From Robustness to Improved Generalization and Calibration in Pre-trained Language Models
This work addresses the challenge of making pre-trained language models more reliable and effective for natural language processing tasks, though it is incremental as it builds on existing robustness techniques from computer vision.
The authors tackled the problem of improving generalization and calibration in pre-trained language models by introducing a two-phase regularization method called JacHess, which enhances representation smoothness through Jacobian and Hessian regularization, resulting in significant improvements on the GLUE benchmark compared to unregularized fine-tuning and other methods.

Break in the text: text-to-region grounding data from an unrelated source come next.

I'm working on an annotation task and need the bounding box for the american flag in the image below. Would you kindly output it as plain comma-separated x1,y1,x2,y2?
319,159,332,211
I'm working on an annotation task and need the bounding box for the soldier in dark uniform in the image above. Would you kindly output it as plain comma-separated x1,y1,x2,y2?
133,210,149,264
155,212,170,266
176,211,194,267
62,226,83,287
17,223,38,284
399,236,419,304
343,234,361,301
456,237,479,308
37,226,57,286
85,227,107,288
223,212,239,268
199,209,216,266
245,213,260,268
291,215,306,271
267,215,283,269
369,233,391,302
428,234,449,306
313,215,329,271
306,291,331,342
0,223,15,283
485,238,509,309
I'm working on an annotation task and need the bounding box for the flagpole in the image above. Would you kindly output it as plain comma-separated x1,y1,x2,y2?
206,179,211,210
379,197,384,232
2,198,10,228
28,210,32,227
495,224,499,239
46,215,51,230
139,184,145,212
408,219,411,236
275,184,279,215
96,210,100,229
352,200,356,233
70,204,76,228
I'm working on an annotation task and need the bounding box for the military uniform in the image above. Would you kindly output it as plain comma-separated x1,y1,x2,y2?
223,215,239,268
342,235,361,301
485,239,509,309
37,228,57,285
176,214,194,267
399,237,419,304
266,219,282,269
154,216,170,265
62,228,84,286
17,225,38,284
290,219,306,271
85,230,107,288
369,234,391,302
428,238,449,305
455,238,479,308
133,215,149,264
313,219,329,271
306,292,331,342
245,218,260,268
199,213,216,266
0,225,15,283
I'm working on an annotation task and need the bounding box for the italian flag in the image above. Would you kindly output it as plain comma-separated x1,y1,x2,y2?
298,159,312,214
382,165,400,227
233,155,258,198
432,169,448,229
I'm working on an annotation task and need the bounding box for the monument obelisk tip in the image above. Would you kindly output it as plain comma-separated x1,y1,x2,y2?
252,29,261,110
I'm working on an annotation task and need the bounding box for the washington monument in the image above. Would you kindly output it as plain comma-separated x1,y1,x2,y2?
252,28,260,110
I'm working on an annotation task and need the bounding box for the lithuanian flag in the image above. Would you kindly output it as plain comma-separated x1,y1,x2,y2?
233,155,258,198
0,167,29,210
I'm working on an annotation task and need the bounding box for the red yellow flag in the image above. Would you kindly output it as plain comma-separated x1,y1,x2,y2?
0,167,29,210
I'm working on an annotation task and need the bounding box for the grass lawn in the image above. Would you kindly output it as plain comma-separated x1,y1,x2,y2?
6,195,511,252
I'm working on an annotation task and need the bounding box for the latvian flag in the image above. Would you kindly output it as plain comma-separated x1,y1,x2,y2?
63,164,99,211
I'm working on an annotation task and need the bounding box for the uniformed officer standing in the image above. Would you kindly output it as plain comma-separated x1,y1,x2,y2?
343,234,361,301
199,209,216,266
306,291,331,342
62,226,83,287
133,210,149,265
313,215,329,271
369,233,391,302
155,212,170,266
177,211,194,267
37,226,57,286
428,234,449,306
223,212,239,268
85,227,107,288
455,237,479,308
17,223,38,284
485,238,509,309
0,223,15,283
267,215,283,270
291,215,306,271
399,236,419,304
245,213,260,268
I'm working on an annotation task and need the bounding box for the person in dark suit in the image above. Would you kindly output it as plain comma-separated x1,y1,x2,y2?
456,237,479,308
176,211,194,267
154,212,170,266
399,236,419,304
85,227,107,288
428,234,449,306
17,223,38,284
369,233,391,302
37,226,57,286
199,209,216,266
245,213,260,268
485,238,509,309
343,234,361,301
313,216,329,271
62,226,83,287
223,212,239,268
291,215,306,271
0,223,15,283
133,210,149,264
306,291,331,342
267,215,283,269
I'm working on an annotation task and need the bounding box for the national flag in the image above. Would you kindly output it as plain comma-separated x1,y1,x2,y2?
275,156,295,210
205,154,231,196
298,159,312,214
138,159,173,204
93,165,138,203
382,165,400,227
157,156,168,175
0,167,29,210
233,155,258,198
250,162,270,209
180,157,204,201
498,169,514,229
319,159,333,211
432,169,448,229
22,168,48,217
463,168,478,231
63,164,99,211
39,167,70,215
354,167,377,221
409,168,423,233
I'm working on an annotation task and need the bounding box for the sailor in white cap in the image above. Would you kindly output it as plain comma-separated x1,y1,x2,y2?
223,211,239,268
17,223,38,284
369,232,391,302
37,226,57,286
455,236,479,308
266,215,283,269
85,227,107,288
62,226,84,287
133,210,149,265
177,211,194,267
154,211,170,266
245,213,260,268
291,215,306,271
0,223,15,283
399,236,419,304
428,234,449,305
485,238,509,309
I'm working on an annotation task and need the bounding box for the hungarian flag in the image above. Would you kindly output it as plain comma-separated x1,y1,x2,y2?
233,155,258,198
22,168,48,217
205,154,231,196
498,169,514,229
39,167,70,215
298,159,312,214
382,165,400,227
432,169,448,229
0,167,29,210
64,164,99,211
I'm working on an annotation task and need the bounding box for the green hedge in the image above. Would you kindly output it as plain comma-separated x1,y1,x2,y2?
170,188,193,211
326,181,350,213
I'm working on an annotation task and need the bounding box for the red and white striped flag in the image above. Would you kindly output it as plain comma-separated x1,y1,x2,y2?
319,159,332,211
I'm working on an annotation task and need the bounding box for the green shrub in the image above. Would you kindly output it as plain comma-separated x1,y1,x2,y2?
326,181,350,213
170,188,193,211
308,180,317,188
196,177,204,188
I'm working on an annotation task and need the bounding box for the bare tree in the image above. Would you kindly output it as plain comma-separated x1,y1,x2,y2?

Enhancing generalization and uncertainty quantification in pre-trained language models (PLMs) is crucial for their effectiveness and reliability. Building on machine learning research that established the importance of robustness for improving generalization, we investigate the role of representation smoothness, achieved via Jacobian and Hessian regularization, in enhancing PLM performance. Although such regularization methods have proven effective in computer vision, their application in natural language processing (NLP), where PLM inputs are derived from a discrete domain, poses unique challenges. We introduce a novel two-phase regularization approach, JacHess, which minimizes the norms of the Jacobian and Hessian matrices within PLM intermediate representations relative to their inputs. Our evaluation using the GLUE benchmark demonstrates that JacHess significantly improves in-domain generalization and calibration in PLMs, outperforming unregularized fine-tuning and other similar regularization methods.